Forum Discussion
I don't see anything out of the ordinary in the report from your sample code. The compiler creates a 512-bit coalesced load from global memory, and two stores, one of of which is 512 bits wide and the other is 64 bits; since the size of global memory ports must be a power of two, the compiler is deciding that it is best if your 9 consecutive stores are split into one big and one small store, instead of a bigger 1024-bit store (which will waste a lot of memory bandwidth). This decision seems correct to me. Furthermore, the compiler is combining your stores from the if and the else, since the write addresses are the same and only the data is different; hence, the compiler can just instantiate a multiplexer to send the correct data to memory, instead of creating extra memory ports.

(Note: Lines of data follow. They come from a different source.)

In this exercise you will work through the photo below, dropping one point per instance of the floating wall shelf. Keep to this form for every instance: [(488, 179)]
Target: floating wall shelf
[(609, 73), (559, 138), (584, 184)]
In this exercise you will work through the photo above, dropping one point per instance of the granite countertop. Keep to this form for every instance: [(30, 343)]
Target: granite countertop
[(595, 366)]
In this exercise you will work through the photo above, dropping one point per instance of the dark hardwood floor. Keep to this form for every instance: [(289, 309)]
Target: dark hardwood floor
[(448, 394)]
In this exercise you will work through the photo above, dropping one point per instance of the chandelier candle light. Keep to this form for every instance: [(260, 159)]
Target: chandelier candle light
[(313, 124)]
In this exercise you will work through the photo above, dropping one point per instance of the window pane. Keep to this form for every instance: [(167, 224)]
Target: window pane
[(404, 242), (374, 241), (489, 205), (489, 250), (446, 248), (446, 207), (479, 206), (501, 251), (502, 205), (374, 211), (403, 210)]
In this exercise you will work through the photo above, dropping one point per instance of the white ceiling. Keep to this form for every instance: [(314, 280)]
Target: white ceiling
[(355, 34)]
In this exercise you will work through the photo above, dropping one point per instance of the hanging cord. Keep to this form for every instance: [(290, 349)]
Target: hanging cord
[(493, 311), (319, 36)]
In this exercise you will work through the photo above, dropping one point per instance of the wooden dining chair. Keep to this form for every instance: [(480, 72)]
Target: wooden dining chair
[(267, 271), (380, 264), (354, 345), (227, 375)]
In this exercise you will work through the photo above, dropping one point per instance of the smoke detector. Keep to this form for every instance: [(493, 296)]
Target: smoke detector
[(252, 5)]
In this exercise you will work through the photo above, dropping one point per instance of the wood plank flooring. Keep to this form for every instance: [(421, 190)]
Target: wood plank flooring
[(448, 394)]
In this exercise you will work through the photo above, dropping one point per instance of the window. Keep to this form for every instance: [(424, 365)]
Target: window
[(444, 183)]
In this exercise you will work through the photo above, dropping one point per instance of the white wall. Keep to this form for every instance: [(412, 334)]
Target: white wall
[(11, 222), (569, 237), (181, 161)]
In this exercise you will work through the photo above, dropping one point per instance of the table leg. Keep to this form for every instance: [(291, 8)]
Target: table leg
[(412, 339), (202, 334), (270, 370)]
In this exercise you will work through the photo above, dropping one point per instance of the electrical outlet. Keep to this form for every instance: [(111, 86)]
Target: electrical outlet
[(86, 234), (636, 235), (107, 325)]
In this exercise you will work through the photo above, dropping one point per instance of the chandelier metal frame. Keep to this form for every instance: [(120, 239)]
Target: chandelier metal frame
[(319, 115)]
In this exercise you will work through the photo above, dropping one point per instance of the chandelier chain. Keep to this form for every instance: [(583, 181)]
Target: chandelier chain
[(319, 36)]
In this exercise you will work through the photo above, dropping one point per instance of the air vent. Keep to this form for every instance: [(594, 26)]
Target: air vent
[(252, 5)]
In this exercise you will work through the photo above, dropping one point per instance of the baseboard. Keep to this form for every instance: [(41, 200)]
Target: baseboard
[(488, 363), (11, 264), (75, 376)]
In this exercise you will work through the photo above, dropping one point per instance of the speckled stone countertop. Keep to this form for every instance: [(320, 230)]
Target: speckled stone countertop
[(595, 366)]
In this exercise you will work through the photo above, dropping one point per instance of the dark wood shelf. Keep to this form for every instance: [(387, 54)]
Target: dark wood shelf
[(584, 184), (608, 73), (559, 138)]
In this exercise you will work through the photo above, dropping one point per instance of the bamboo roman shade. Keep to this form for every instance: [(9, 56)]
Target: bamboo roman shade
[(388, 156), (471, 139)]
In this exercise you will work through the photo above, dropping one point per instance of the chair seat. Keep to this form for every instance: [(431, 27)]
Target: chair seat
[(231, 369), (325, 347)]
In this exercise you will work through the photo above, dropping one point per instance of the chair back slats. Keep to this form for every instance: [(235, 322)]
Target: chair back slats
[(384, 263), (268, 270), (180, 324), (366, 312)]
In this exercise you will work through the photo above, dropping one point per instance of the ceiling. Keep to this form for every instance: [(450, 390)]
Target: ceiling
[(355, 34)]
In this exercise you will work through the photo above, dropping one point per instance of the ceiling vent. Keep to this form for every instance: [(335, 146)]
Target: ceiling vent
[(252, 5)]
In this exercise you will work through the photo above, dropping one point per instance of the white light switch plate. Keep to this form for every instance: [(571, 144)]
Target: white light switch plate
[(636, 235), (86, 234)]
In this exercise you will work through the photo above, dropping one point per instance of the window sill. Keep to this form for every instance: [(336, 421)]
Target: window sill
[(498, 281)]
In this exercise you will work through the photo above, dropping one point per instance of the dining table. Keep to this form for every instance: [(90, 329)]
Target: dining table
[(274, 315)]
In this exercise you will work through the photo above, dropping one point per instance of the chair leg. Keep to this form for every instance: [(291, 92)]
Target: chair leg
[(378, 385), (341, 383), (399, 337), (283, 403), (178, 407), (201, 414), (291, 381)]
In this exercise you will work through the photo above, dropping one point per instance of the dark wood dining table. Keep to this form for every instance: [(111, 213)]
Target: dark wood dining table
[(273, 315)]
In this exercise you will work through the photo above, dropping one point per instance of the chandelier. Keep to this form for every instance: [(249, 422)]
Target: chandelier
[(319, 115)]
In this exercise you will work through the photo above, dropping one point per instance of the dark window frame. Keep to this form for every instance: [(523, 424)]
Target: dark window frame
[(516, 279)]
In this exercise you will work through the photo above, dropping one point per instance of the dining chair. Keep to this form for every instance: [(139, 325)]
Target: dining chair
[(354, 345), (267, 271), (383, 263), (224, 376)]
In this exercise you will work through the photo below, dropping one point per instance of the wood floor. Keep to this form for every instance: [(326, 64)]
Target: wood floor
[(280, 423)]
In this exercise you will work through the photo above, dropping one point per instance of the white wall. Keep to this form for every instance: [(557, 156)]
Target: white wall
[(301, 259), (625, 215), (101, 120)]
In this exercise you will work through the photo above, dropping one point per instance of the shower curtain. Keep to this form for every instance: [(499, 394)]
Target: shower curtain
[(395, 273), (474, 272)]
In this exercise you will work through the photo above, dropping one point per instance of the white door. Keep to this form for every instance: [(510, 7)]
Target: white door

Regarding latency, I am not seeing any specific difference. You are not comparing the latency from the "white" store unit which belong to your local buffer, with the "blue" store units from the global buffer, are you? Finally, you should note that the actual latency of accesses to/from global memory is over 100 cycles; the latency the compiler reports for these accesses only depends on the number of extra registers the compiler inserts on the way to the memory port to absorb stalls, and does not reflect the real latency of the accesses. If the accesses finishes in less clocks than there are registers on its way, the pipeline will not be stalled (but some bubbles might be inserted). However, if the access takes longer, then the pipeline will stall. At the end of the day, having more registers on the way of global memory accesses will be beneficial since it allows absorbing more stalls, but will come at the cost of higher area usage.